Les deux acteurs ont tourné ensemble l'une des scènes mythiques du cinéma. En ouverture du Mépris, Bardot, allongée nue sur un lit, énumère les parties de son corps sous le regard amoureux de Piccoli pour un dialogue inoubliable, sur une musique de Georges Delerue: "Tu vois mon derrière dans la glace ? - Oui. Tu les trouves jolies mes fesses ? - Oui, très." Le Mépris qui révélera Michel Piccoli au grand public en 1963, raconte la désagrégation du couple, à l'occasion d'un tournage en Italie sur lequel travaille le personnage interprété par Piccoli, un scénariste.
"Peut-être le plus grand"
"Michel c'était un grand, peut-être le plus grand", estime le réalisateur franco-grec Costa-Gavras, au sujet de Michel Piccoli, qu'il avait dirigé en 1965 dans Compartiment tueurs avec Yves Montant et Jean-Louis Trintignant. "Il y avait deux grands acteurs au cinéma et au théâtre français, mais surtout au cinéma, c'est Piccoli et Depardieu. Ce sont les plus grands depuis un demi-siècle", ajoute-t-il.

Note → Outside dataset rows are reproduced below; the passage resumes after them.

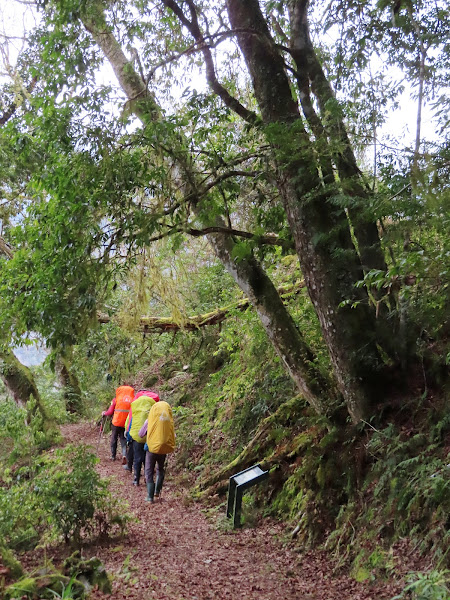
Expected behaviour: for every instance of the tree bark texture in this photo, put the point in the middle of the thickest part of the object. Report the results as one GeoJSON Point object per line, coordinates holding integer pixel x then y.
{"type": "Point", "coordinates": [328, 258]}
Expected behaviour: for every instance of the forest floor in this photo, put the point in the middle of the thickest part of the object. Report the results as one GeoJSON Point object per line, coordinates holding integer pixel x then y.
{"type": "Point", "coordinates": [173, 550]}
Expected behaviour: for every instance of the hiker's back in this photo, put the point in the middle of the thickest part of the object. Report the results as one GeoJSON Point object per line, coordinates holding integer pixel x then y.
{"type": "Point", "coordinates": [160, 429]}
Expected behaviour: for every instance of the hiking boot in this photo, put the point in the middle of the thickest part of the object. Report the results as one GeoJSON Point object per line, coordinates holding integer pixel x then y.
{"type": "Point", "coordinates": [150, 492]}
{"type": "Point", "coordinates": [159, 482]}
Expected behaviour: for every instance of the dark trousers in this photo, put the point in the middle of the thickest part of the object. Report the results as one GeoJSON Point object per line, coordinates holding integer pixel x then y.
{"type": "Point", "coordinates": [139, 459]}
{"type": "Point", "coordinates": [118, 432]}
{"type": "Point", "coordinates": [130, 455]}
{"type": "Point", "coordinates": [152, 459]}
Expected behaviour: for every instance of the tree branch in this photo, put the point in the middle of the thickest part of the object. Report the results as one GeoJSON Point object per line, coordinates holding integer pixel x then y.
{"type": "Point", "coordinates": [166, 324]}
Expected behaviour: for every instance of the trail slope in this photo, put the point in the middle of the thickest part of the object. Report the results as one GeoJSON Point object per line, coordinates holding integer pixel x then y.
{"type": "Point", "coordinates": [172, 551]}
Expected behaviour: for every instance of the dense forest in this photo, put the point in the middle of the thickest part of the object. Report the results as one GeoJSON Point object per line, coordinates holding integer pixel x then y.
{"type": "Point", "coordinates": [216, 201]}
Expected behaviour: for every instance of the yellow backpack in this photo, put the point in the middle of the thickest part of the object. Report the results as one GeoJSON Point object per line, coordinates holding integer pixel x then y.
{"type": "Point", "coordinates": [160, 429]}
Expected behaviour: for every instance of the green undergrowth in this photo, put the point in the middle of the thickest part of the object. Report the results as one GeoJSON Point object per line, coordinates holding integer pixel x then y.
{"type": "Point", "coordinates": [357, 491]}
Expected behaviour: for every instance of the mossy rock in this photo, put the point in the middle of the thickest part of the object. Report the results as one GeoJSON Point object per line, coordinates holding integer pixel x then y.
{"type": "Point", "coordinates": [89, 572]}
{"type": "Point", "coordinates": [26, 586]}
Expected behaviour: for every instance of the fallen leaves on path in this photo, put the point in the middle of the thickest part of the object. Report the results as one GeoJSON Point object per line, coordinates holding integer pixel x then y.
{"type": "Point", "coordinates": [172, 551]}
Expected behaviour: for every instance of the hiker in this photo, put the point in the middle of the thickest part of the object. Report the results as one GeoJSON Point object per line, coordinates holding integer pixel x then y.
{"type": "Point", "coordinates": [119, 409]}
{"type": "Point", "coordinates": [130, 448]}
{"type": "Point", "coordinates": [139, 410]}
{"type": "Point", "coordinates": [160, 442]}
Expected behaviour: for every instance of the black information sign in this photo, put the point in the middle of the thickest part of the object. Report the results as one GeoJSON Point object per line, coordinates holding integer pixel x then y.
{"type": "Point", "coordinates": [238, 484]}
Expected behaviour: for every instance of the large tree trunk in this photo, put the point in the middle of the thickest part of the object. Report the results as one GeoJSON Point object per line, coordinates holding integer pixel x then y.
{"type": "Point", "coordinates": [329, 261]}
{"type": "Point", "coordinates": [339, 147]}
{"type": "Point", "coordinates": [247, 273]}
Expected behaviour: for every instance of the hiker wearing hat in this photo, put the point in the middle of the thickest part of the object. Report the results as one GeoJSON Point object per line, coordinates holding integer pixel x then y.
{"type": "Point", "coordinates": [160, 442]}
{"type": "Point", "coordinates": [119, 410]}
{"type": "Point", "coordinates": [129, 440]}
{"type": "Point", "coordinates": [139, 410]}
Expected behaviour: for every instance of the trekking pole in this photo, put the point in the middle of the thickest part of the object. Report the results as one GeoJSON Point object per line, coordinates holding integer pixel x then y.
{"type": "Point", "coordinates": [100, 433]}
{"type": "Point", "coordinates": [165, 473]}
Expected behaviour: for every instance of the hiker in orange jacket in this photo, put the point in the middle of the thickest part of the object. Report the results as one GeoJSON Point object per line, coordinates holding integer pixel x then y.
{"type": "Point", "coordinates": [119, 409]}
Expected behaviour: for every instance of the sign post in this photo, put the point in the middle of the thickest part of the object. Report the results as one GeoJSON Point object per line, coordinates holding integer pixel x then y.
{"type": "Point", "coordinates": [236, 487]}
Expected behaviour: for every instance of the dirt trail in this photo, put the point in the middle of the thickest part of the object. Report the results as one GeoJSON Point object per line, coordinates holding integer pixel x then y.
{"type": "Point", "coordinates": [174, 552]}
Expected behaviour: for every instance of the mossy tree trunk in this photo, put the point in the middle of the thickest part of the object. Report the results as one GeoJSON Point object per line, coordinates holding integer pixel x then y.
{"type": "Point", "coordinates": [328, 257]}
{"type": "Point", "coordinates": [20, 383]}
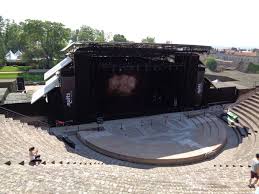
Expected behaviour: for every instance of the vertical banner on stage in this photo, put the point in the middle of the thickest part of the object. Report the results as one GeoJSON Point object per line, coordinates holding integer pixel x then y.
{"type": "Point", "coordinates": [68, 97]}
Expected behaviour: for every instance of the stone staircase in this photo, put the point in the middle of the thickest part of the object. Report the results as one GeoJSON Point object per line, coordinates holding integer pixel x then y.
{"type": "Point", "coordinates": [84, 170]}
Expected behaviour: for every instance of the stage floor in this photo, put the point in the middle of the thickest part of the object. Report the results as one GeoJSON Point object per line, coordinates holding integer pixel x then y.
{"type": "Point", "coordinates": [161, 139]}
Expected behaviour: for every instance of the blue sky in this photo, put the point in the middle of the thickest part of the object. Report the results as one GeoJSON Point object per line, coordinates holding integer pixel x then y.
{"type": "Point", "coordinates": [208, 22]}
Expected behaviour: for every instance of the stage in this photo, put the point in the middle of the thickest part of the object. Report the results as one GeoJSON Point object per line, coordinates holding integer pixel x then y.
{"type": "Point", "coordinates": [165, 139]}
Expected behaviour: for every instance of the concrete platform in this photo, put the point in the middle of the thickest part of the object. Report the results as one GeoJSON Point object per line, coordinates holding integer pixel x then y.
{"type": "Point", "coordinates": [161, 139]}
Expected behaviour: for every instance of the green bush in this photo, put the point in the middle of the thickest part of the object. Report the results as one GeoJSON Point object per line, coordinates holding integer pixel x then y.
{"type": "Point", "coordinates": [27, 76]}
{"type": "Point", "coordinates": [14, 68]}
{"type": "Point", "coordinates": [253, 68]}
{"type": "Point", "coordinates": [211, 63]}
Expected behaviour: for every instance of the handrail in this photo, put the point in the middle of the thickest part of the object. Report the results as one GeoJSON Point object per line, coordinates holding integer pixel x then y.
{"type": "Point", "coordinates": [20, 114]}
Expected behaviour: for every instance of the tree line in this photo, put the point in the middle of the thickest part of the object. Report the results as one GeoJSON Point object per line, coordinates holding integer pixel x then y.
{"type": "Point", "coordinates": [41, 41]}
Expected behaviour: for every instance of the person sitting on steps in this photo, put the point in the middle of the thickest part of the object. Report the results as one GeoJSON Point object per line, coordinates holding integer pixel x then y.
{"type": "Point", "coordinates": [254, 171]}
{"type": "Point", "coordinates": [34, 156]}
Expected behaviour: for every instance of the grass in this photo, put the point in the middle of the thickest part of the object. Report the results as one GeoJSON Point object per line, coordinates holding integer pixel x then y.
{"type": "Point", "coordinates": [14, 68]}
{"type": "Point", "coordinates": [27, 76]}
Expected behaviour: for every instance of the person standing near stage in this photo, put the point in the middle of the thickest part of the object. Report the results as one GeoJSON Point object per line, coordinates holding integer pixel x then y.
{"type": "Point", "coordinates": [34, 156]}
{"type": "Point", "coordinates": [254, 171]}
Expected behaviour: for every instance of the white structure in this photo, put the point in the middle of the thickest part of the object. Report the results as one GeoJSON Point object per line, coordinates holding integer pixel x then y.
{"type": "Point", "coordinates": [52, 80]}
{"type": "Point", "coordinates": [11, 57]}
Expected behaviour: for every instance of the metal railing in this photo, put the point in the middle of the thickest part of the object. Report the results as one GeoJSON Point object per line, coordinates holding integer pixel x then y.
{"type": "Point", "coordinates": [256, 86]}
{"type": "Point", "coordinates": [20, 116]}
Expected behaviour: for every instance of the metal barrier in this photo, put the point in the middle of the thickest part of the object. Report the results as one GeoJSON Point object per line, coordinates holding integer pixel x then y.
{"type": "Point", "coordinates": [13, 114]}
{"type": "Point", "coordinates": [256, 86]}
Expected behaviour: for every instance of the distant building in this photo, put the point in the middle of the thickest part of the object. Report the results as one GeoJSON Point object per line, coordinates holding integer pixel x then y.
{"type": "Point", "coordinates": [238, 56]}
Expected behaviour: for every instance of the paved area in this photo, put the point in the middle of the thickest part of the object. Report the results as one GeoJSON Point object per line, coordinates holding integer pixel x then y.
{"type": "Point", "coordinates": [158, 139]}
{"type": "Point", "coordinates": [17, 97]}
{"type": "Point", "coordinates": [83, 170]}
{"type": "Point", "coordinates": [3, 93]}
{"type": "Point", "coordinates": [243, 80]}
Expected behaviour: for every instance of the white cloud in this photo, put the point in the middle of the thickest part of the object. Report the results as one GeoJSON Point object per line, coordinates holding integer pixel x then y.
{"type": "Point", "coordinates": [209, 22]}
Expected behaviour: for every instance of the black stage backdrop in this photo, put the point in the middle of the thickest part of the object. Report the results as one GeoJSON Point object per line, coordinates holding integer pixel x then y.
{"type": "Point", "coordinates": [133, 83]}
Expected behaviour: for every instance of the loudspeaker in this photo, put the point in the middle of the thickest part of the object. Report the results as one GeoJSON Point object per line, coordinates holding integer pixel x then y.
{"type": "Point", "coordinates": [20, 84]}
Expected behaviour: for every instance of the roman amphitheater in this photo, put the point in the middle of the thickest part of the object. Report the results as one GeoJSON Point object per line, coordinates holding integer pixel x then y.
{"type": "Point", "coordinates": [72, 167]}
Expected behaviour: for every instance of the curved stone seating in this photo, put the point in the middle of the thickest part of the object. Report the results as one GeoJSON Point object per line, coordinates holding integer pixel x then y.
{"type": "Point", "coordinates": [114, 179]}
{"type": "Point", "coordinates": [201, 177]}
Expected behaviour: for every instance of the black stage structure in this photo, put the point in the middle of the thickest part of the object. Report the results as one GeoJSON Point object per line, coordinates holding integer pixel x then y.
{"type": "Point", "coordinates": [119, 80]}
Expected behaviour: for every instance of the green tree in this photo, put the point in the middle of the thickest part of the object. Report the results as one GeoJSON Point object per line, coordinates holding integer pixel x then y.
{"type": "Point", "coordinates": [119, 38]}
{"type": "Point", "coordinates": [2, 42]}
{"type": "Point", "coordinates": [86, 33]}
{"type": "Point", "coordinates": [148, 39]}
{"type": "Point", "coordinates": [44, 40]}
{"type": "Point", "coordinates": [211, 63]}
{"type": "Point", "coordinates": [12, 37]}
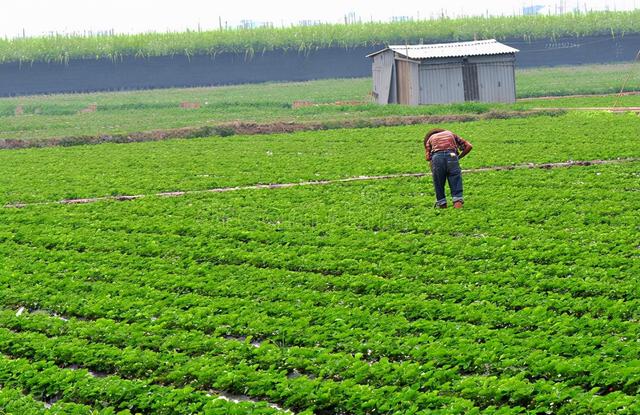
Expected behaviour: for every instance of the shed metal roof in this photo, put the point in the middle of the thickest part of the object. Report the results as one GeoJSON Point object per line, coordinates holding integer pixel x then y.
{"type": "Point", "coordinates": [450, 50]}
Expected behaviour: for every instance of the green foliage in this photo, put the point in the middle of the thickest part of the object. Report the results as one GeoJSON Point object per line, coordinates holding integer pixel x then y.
{"type": "Point", "coordinates": [61, 48]}
{"type": "Point", "coordinates": [351, 298]}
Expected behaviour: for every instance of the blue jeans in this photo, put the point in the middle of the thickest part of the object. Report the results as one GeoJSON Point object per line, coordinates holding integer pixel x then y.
{"type": "Point", "coordinates": [446, 167]}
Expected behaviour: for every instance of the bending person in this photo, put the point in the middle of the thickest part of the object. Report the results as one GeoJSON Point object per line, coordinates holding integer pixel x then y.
{"type": "Point", "coordinates": [443, 150]}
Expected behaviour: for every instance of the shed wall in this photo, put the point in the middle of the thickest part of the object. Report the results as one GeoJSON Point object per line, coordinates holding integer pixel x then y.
{"type": "Point", "coordinates": [382, 68]}
{"type": "Point", "coordinates": [441, 83]}
{"type": "Point", "coordinates": [408, 82]}
{"type": "Point", "coordinates": [496, 77]}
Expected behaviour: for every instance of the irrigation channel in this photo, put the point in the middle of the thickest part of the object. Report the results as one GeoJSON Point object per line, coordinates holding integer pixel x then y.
{"type": "Point", "coordinates": [571, 163]}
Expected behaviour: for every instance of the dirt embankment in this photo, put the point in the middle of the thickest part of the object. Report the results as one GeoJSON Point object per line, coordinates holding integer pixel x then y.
{"type": "Point", "coordinates": [249, 128]}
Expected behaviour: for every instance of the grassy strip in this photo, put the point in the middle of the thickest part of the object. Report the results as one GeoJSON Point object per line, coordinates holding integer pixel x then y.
{"type": "Point", "coordinates": [238, 128]}
{"type": "Point", "coordinates": [55, 173]}
{"type": "Point", "coordinates": [304, 39]}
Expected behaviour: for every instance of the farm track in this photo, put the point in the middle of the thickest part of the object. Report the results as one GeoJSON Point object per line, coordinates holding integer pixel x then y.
{"type": "Point", "coordinates": [251, 128]}
{"type": "Point", "coordinates": [571, 163]}
{"type": "Point", "coordinates": [606, 109]}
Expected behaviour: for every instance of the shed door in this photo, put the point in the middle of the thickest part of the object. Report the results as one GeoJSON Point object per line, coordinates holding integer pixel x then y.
{"type": "Point", "coordinates": [441, 84]}
{"type": "Point", "coordinates": [382, 76]}
{"type": "Point", "coordinates": [470, 81]}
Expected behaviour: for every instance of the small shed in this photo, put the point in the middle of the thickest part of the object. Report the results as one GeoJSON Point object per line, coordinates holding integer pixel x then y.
{"type": "Point", "coordinates": [482, 71]}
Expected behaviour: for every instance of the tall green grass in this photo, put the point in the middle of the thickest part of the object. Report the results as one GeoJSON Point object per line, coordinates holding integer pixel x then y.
{"type": "Point", "coordinates": [60, 48]}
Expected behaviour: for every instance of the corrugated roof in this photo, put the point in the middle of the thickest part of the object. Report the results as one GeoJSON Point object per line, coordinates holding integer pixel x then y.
{"type": "Point", "coordinates": [450, 50]}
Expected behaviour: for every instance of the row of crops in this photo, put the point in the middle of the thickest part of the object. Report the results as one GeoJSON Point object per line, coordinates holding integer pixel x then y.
{"type": "Point", "coordinates": [61, 48]}
{"type": "Point", "coordinates": [351, 298]}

"Il m'a appris à aimer les acteurs, poursuit le réalisateur, et à considérer que les acteurs sont les vrais collaborateurs du metteur en scène car ce sont eux qui portent le personnage aux spectateurs. Pour Compartiment tueurs, il a changé son personnage, son visage, il a presque changé sa vie quotidienne en faisant ce rôle."
Un géant accessible
"Il était d’une modestie royale", raconte l'actrice et chanteuse Jane Birkin, qui a également dirigé Michel Piccoli dans son film "Boxes" en 2007. Elle se souvient du jour où Michel Piccoli lui a proposé de jouer son père dans ce long-métrage : "J’étais dans ma cuisine tard le soir. Le téléphone a sonné et c’était Michel. Je lui ai dit que j’étais en train de retravailler sur mon scénario ne sachant pas quel acteur allait jouer mon père. Il m’a dit : 'Pourquoi tu m’as pas demandé?' C’était tellement inattendu. Je lui ai répondu que je pensais qu’il était occupé. C’était sa disponibilité, son accessibilité."
Elle décrit un homme attachant au "contact franc et direct" qui n’avait pas "d’agent de cinéma ni de théâtre" pour choisir ses projets. "Il choisissait sa carrière avec les personnes très connues mais en étant toujours accessible aux premiers films et aux idées des autres", se souvient Jane Birkin qui a joué dans plusieurs films à ses côtés.
Celle qui a été aussi sa voisine à Paris se souvient que Michel Piccoli faisait rire ses enfants quand il jouait le personnage de conte Baba Yaga "parce que jouer était pour lui comme un jeu d’enfant".
Un talent aussi sur les planches
Quand il n'était pas sous l'œil de la caméra, Michel Piccoli exerçait son talent sur les planches de théâtre. "C’était un homme qui ne jouait pas", se souvient le metteur en scène Bernard Murat. "On avait l’impression qu’il écrivait les rôles qu’il jouait", se remémore celui qui a dirigé Michel Piccoli dans La Jalousie en 2001, une pièce de théâtre de Sacha Guitry.
C'était quelqu'un qui venait du théâtre et qui savait ce que le théâtre lui avait appris. Il avait besoin de retrouver les planches. Voilà, c'était ça Michel. C'était cette envie de fréquenter la littérature par les moyens du théâtre.
Bernard Muratà franceinfo
Bernard Murat se souvient aussi de Michel Piccoli comme quelqu'un qui "riait beaucoup" et qui "était très drôle". Mais le metteur en scène, acteur et réalisateur français se remémore aussi un perfectionniste et éternel insatisfait. "Il a fait une petite crise pendant les répétitions" de La Jalousie, se souvient Bernard Murat.
"Un jour, alors qu'il était merveilleux, il avait l'impression de ne pas y arriver. Il s'est enfermé dans sa loge parce qu’il était en colère contre lui-même. J'ai forcé sa porte et je me suis assis. Il m‘a dit : 'Assied toi. Il faut que je te parle'. Et là, il m'a raconté sa vie d'acteur et en me disant qu’à chaque fois il doute, à chaque fois c'est le cœur qui s'arrache au travail. Enfin, c'était quelqu'un d'une grande intensité, d’une intensité merveilleuse."